06/17/2026
Sharing from a CASA advocate’s perspective!
This is what 16 placements in 2½ years looks like.
As CASA volunteers, we are often reminded that it is not our role to transport or manage a child’s belongings.
Yet today, standing in front of this pile, I couldn’t help but step in and help. Not because it was my responsibility, but because sometimes the human side of this work outweighs the boundaries of our roles.
I have worked with this youth for nearly their entire time in care. Looking at this collection of totes, garbage bags, backpacks, and personal items was overwhelming. Every bag represents another move, another goodbye, another attempt to start over. What should be a bedroom filled with treasured possessions has become a portable life packed into containers.
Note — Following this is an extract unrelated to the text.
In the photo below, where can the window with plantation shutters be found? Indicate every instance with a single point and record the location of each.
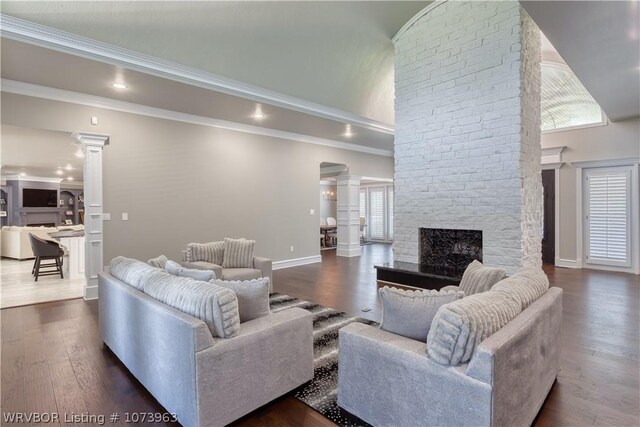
(376, 213)
(608, 215)
(389, 213)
I also want to acknowledge the caseworkers. Many are carrying caseloads that would challenge anyone. They are constantly coordinating placements, transportation, services, court hearings, and crises. The system asks an incredible amount of them every day.
Still, moments like this are a powerful reminder of what placement instability looks like in real life. We often talk about the number of placements in reports, meetings, and court hearings, but numbers do not capture the reality. This picture does.
For those who are new to CASA work, never lose sight of the fact that every move requires a child to pack up their entire world. The emotional weight of that is far heavier than these bags appear.
Today I helped carry belongings. What I was really carrying was the visible evidence of a childhood spent moving from place to place, searching for stability.